Monday, 21 May 2012

10 Free Things to Do in London

One of the best things about London (and many other capital cities, in fact) is that there is always something going on - and more often than not, this includes free events! London may be a very expensive place to live, and probably seems even more expensive if you're just passing through as a tourist, but there are plenty of worthwhile activities which won't cost you a penny! Here's a few ideas to get you started:

1. Visit some of the world's top museums for free
This is a well-known fact, but always worth mentioning: London's national museums are almost all free (apart from special temporary exhibitions). Some of the best include the National Gallery on Trafalgar Square with its extensive collection of famous pieces from infamous artists such as Van Gogh, Reubens and Turner; the Natural History Museum for that nostalgic feeling of being on a school trip looking at dinosaur bones; the British Museum for incredible anthropological artefacts such as the Rosetta Stone, and the Tate Modern for sometimes-baffling modern art masterpieces which never fail to incite opinions.

2. Relax in acres of beautiful parkland
London may be one of the largest cities in the world, but it is also full of green spaces - from the vast expanse of Hampstead Heath to the rose gardens of Hyde Park. St. James' Park is full of wildlife, including pelicans and cheeky squirrels, and although just a stone's throw from Buckingham Palace, you'll feel like you're in the middle of the countryside as you stroll over one of the bridges, the city skyscrapers and double decker bus fumes another world away. Any visit to London should take you to one of the city's wonderful parks for a picnic or a short walk.

3. Go to a free street festival
Street festivals are part of London, especially in summer. This all comes to a head next month as Londoners take to the streets to celebrate the Queen's Diamond Jubilee, 60 years on the throne, in a wide range of events across London's parks and city squares. Hyde Park is putting on a huge family-friendly festival, and events will be held across the capital, including a river pageant along the Thames. The crowds will be in full strength and the atmosphere is sure to be euphoric, with Union Flags galore. Join in with the spirit and discover how friendly Londoners can be.
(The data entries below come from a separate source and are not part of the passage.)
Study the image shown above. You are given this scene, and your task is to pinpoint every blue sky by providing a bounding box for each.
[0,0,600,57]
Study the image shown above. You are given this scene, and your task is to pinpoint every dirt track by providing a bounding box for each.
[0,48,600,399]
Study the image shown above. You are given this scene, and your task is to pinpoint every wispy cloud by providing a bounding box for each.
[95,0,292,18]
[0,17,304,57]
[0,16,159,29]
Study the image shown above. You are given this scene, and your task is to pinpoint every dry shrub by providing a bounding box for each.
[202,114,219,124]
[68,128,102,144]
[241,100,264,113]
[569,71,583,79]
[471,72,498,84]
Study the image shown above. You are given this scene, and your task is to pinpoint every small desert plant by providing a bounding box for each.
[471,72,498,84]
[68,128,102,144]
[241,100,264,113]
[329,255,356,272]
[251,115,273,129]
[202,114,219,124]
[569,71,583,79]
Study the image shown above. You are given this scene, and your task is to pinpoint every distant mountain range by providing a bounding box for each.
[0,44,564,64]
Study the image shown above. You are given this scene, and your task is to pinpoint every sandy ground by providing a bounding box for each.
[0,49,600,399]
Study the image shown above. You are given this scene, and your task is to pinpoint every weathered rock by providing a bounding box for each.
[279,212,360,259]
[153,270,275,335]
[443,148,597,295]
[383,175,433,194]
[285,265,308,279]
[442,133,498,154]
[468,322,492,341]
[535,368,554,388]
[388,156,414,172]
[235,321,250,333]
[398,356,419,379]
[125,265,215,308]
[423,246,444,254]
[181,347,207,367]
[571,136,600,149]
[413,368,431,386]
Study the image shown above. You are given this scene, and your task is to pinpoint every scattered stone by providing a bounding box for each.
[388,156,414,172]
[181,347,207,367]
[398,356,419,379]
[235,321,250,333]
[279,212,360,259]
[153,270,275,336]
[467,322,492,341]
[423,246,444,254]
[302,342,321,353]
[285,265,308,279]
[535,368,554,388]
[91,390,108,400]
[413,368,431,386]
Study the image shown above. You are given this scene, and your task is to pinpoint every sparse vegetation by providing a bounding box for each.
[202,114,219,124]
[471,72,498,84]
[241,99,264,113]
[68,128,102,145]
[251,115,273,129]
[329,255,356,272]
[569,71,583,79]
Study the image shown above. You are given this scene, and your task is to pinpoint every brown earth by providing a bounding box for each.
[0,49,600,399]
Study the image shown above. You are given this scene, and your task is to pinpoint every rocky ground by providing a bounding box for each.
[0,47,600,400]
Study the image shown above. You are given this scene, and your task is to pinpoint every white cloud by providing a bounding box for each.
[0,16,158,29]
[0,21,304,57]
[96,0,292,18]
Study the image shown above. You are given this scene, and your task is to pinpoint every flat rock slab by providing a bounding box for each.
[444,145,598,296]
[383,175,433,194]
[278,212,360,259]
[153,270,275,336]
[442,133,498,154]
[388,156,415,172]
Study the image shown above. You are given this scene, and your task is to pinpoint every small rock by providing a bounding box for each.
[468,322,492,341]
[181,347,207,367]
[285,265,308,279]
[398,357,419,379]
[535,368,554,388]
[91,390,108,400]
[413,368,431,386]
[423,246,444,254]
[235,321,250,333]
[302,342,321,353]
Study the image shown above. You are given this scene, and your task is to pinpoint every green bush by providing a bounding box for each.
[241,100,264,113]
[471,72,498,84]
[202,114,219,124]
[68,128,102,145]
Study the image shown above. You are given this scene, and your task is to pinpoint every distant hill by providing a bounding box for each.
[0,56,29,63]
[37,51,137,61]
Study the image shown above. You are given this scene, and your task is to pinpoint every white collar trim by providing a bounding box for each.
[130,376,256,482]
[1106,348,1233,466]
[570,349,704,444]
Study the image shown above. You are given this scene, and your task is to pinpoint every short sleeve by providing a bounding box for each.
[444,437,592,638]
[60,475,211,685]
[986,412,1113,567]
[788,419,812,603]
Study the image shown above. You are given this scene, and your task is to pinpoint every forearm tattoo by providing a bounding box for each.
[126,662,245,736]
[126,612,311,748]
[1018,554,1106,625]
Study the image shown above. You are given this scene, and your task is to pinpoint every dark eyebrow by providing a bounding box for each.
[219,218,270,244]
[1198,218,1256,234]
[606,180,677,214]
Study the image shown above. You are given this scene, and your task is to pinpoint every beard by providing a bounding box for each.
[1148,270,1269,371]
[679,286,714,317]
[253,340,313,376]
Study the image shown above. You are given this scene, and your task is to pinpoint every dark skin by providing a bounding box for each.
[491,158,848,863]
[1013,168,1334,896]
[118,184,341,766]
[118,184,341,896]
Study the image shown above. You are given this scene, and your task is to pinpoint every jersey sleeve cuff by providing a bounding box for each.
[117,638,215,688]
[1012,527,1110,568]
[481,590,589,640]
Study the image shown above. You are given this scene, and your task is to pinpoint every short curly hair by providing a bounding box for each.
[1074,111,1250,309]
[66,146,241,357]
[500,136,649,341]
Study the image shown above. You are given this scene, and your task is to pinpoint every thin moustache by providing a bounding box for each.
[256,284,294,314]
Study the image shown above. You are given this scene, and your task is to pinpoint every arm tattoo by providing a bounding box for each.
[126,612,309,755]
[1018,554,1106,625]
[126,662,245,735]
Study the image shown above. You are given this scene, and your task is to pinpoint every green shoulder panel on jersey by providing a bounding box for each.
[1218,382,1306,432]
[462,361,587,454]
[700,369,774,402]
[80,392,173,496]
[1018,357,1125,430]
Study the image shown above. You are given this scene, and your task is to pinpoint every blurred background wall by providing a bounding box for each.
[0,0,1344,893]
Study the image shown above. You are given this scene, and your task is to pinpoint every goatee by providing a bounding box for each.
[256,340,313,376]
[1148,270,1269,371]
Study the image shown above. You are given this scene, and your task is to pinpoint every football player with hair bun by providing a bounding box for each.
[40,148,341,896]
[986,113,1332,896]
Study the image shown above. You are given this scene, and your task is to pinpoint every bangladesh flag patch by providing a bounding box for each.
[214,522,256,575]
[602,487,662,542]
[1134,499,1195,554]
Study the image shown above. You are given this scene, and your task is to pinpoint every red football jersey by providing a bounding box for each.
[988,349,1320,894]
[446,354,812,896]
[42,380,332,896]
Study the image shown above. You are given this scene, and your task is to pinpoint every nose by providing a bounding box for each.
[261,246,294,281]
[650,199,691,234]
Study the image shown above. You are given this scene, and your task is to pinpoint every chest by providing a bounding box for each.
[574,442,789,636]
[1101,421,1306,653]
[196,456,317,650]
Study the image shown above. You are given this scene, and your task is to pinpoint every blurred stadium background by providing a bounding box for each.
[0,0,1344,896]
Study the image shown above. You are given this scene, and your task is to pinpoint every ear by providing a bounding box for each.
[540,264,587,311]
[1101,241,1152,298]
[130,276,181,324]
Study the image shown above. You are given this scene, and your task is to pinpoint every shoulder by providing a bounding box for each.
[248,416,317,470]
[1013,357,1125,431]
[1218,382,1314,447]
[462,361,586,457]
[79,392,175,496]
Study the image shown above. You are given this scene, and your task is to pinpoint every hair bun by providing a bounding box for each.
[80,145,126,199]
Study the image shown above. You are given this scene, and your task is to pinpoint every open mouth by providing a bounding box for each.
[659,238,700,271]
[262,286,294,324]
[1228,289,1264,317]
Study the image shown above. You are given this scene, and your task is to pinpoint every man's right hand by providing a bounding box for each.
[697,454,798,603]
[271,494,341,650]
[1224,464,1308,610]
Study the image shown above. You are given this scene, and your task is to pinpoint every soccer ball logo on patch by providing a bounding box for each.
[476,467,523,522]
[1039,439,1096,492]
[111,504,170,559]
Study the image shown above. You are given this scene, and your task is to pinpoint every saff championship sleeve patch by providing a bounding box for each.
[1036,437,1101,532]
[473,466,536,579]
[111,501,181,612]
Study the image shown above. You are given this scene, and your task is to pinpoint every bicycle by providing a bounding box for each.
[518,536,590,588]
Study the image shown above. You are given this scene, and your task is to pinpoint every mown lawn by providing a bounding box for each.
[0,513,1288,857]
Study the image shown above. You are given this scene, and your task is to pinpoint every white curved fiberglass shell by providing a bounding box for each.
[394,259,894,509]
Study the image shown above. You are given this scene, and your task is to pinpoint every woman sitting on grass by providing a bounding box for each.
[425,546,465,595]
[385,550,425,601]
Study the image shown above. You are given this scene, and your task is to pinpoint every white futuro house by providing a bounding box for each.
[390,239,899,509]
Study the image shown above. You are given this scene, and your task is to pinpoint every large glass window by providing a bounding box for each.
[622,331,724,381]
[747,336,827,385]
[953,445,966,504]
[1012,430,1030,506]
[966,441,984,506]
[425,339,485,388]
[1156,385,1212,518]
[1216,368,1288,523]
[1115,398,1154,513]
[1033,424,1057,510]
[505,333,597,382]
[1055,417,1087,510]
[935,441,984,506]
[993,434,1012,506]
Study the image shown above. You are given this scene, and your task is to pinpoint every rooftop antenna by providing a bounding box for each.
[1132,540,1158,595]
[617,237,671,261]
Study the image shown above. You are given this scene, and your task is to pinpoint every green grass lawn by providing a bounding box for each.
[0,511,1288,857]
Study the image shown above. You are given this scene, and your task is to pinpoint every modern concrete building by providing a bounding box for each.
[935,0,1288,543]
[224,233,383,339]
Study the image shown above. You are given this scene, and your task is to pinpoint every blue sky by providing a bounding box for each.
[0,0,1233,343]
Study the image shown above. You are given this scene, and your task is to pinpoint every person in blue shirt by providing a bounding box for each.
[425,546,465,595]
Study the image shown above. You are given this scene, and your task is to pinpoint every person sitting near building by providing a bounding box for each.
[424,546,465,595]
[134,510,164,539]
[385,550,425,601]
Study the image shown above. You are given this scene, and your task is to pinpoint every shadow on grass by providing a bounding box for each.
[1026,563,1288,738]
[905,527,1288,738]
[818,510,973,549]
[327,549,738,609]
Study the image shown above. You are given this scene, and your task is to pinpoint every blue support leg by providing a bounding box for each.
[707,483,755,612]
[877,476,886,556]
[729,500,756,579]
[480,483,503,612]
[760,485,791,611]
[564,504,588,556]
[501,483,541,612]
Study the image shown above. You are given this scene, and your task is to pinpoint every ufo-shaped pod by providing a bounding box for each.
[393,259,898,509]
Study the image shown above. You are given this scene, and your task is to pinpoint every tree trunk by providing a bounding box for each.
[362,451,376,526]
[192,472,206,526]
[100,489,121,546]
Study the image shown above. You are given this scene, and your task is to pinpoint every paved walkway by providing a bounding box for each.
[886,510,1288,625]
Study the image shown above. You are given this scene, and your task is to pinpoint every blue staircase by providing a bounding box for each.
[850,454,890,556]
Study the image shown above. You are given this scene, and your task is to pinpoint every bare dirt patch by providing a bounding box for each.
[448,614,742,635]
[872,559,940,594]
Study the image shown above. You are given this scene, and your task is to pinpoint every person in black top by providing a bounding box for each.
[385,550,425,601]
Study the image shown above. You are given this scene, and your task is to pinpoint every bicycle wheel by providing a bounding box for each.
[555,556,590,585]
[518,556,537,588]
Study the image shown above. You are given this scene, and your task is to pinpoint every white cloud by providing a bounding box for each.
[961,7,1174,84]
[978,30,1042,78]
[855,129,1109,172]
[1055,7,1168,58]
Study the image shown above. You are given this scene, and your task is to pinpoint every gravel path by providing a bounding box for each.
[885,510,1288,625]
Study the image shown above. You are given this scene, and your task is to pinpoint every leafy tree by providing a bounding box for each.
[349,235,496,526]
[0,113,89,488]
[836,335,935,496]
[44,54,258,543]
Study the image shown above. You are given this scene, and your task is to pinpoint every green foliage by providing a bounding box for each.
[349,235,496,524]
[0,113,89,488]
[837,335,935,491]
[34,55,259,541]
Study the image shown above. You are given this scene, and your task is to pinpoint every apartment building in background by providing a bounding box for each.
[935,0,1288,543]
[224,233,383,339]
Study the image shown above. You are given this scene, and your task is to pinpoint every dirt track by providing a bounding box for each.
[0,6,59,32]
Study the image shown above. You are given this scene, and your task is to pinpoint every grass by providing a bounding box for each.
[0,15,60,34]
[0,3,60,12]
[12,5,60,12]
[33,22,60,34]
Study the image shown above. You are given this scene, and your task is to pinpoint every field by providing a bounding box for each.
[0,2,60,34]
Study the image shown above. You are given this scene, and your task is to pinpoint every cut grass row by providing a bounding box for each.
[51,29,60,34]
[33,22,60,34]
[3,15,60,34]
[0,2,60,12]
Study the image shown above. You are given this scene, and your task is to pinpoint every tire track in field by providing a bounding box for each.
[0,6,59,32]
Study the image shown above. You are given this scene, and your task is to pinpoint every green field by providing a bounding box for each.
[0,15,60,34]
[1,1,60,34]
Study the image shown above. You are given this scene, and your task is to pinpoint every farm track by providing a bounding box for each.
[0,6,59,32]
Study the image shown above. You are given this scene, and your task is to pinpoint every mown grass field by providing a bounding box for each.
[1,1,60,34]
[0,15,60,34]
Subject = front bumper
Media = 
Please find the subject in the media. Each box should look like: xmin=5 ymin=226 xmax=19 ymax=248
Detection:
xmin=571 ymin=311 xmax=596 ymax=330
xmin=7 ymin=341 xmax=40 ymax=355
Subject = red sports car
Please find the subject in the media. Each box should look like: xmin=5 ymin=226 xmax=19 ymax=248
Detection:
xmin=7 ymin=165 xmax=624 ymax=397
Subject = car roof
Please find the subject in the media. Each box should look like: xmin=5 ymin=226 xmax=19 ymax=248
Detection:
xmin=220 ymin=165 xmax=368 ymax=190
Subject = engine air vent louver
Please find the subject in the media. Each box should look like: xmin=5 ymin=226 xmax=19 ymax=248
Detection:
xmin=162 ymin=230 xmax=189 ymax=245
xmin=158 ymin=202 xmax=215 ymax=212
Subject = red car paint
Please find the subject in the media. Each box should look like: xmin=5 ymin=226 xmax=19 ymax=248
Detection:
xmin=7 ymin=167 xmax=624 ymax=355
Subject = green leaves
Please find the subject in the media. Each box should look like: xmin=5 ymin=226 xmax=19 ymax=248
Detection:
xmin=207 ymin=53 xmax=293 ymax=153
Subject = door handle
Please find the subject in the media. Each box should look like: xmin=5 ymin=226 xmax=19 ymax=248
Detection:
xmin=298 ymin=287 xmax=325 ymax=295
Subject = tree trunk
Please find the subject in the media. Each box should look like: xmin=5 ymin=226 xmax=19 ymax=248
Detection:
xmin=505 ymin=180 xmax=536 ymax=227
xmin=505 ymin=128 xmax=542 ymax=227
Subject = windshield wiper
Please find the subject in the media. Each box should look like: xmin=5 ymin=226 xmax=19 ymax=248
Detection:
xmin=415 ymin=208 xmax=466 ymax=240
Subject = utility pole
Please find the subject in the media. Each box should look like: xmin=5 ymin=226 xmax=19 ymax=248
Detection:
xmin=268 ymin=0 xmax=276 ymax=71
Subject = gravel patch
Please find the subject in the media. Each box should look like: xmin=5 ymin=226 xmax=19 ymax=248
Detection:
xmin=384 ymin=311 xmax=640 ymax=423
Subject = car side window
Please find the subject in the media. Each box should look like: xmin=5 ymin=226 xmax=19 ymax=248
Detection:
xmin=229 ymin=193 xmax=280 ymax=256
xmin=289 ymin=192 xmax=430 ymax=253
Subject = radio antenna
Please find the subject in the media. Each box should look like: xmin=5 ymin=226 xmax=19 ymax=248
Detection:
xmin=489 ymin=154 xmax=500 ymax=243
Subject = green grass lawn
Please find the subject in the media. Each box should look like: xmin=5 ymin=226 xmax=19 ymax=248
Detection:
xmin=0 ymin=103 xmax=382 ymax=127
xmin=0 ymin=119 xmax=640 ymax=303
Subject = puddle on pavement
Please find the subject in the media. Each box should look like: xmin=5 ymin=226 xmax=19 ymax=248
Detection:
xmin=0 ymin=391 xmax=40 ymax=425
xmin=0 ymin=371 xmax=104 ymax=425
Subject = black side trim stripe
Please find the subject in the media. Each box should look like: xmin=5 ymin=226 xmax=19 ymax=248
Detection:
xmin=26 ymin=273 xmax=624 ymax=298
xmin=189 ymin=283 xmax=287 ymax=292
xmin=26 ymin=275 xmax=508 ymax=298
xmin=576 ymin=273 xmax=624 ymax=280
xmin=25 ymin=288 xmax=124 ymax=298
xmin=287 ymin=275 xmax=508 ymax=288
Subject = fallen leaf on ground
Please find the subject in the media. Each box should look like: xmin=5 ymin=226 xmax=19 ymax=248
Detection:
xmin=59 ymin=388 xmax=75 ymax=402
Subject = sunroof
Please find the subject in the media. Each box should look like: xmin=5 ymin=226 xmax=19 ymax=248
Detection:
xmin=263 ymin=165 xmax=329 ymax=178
4. Visit the Houses of Parliament or climb Big Ben for free
Yes, you can currently book a Clock tour of Big Ben for free, provided you are a UK resident and book well in advance. To organise the tour, you must contact your local MP or a member of the House of Lords. This is an amazing experience, as visitors will be led up to the tower to hear Big Ben chime the hour, enjoy breathtaking views of London and learn all about how the mechanism driving the clock works. You may also book a tour of the Houses of Parliament through your local MP - a must for anyone interested in politics, but again, make sure you book in plenty of time. A bit of forward planning is well worth it to go behind the scenes of the national parliament and a true London icon, though.

5. Get yourself an invite to watch a BBC Comedy Radio or TV show being filmed
Many BBC shows are recorded in front of a live studio audience, and as this is national broadcasting, tickets are often free. This is not only valid for London, but as the majority of BBC programmes are filmed or recorded here, you're more likely to find an interesting show to go and watch. Check out the BBC website for more information.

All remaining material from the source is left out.